|10 min||35 min||4|
|1 1/2 tbsp||Ghee (or coconut oil, melted)|
|1 bunch||Kale (large)|
|2 potato||Potato (large, cut into 1/2-inch dice - organic)|
|1 large pepper(s)||Red bell pepper (cut into 1/2-inch dice)|
|1 large||White onion (cut into 1/2-inch dice)|
|4 large egg||Egg|
|1 avocado(s)||Avocado (diced)|
|8 tbsp||Salsa, ready-to-serve (2 tbsp. per serving)|
|1 pinch||Sea salt|
|1 dash||Black pepper|
1. Preheat oven to 400° F.
2. Toss potatoes, pepper and onion in 1 tablespoon of the ghee and season with salt and pepper.
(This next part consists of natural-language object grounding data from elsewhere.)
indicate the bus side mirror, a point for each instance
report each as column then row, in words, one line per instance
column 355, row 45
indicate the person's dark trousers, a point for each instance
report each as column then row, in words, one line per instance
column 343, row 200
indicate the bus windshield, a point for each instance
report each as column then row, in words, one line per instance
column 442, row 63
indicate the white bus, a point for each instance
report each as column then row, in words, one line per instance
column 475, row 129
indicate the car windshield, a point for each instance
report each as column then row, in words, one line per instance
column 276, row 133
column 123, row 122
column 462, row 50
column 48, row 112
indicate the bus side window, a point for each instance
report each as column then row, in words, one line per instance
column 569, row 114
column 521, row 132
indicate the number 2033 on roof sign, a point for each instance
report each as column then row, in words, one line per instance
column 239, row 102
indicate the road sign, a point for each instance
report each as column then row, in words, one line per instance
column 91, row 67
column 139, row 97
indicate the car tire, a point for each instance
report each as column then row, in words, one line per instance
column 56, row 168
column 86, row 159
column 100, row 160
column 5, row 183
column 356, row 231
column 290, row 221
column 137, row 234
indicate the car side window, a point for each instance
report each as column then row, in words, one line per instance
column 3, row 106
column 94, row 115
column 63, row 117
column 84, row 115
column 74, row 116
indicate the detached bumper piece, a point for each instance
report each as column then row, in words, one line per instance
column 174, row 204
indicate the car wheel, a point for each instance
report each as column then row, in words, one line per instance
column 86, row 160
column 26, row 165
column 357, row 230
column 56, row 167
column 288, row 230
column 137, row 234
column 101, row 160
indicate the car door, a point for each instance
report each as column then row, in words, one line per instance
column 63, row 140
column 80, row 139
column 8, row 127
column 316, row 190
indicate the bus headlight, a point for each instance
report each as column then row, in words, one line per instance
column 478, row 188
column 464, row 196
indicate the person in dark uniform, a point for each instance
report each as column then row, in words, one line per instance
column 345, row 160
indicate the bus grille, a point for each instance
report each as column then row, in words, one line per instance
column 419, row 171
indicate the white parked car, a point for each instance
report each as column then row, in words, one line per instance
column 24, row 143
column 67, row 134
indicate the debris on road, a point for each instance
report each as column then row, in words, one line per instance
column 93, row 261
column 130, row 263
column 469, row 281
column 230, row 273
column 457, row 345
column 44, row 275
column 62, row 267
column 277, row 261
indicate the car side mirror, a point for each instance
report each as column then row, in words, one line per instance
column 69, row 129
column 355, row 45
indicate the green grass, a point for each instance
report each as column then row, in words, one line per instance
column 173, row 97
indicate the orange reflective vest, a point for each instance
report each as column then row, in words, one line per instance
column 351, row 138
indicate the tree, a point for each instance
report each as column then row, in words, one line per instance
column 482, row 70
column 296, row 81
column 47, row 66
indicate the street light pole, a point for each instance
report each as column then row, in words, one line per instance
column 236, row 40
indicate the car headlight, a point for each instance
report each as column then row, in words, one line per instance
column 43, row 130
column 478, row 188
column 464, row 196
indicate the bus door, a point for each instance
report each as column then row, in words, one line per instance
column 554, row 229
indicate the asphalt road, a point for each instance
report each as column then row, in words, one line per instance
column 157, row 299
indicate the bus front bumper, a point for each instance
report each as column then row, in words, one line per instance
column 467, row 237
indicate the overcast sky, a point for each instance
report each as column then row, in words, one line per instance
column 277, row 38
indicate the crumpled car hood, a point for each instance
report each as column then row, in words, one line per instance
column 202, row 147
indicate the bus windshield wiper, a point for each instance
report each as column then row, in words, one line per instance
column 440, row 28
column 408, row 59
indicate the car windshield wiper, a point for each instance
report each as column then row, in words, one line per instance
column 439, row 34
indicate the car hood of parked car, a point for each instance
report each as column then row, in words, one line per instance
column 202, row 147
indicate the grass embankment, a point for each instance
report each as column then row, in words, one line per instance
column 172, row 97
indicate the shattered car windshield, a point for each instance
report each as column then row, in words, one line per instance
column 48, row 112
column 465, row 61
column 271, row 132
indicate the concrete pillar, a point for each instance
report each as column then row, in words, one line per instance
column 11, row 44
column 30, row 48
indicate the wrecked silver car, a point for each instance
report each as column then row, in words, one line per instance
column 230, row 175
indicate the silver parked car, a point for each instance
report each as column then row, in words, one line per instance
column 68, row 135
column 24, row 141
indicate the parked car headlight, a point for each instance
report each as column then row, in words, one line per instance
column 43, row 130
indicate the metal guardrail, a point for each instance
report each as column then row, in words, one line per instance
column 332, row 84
Place in oven and cook for approximately 30 minutes, or until potatoes are tender and nicely browned, stirring every 10 minutes.
3. When the potatoes have 10 minutes left to cook, rinse the kale under cold water to remove any dirt. Using a sharp paring knife, cut out the rib of each kale leaf. Slice the leaves roughly 1⁄2" thick. Heat remaining ghee in a large sauté pan or wok over medium-high heat. Add the kale. Cook, turning the leaves over occasionally until they have wilted and are tender. Season with salt and pepper. Remove to a bowl and cover to stay warm.
4. Rinse the pan that you just cooked the kale in and add 2” of water. Bring to a boil and then reduce to a simmer. Crack an egg into a ramekin or tea cup and gently slide it into the water. Repeat with remaining eggs. Cover with a lid and turn off the heat. Turn on your timer for 3 minutes for a runnier yolk, and 4 minutes for a firmer yolk.
5. While the eggs are cooking, place kale in four bowls and top with potato hash.
6. Once the eggs are cooked, remove from water with a slotted spoon and place egg on top of the kale and potato, followed by avocado and salsa. Season to taste with salt and pepper. Serve immediately.
Avocados provide nearly 20 essential nutrients, including fiber, potassium, Vitamin E, B-vitamins and folic acid.
The most common Haas avocado has a pebbly skin that turns from green to purplish-black when ripe.
Add Nitrate free Turkey Bacon for more protein!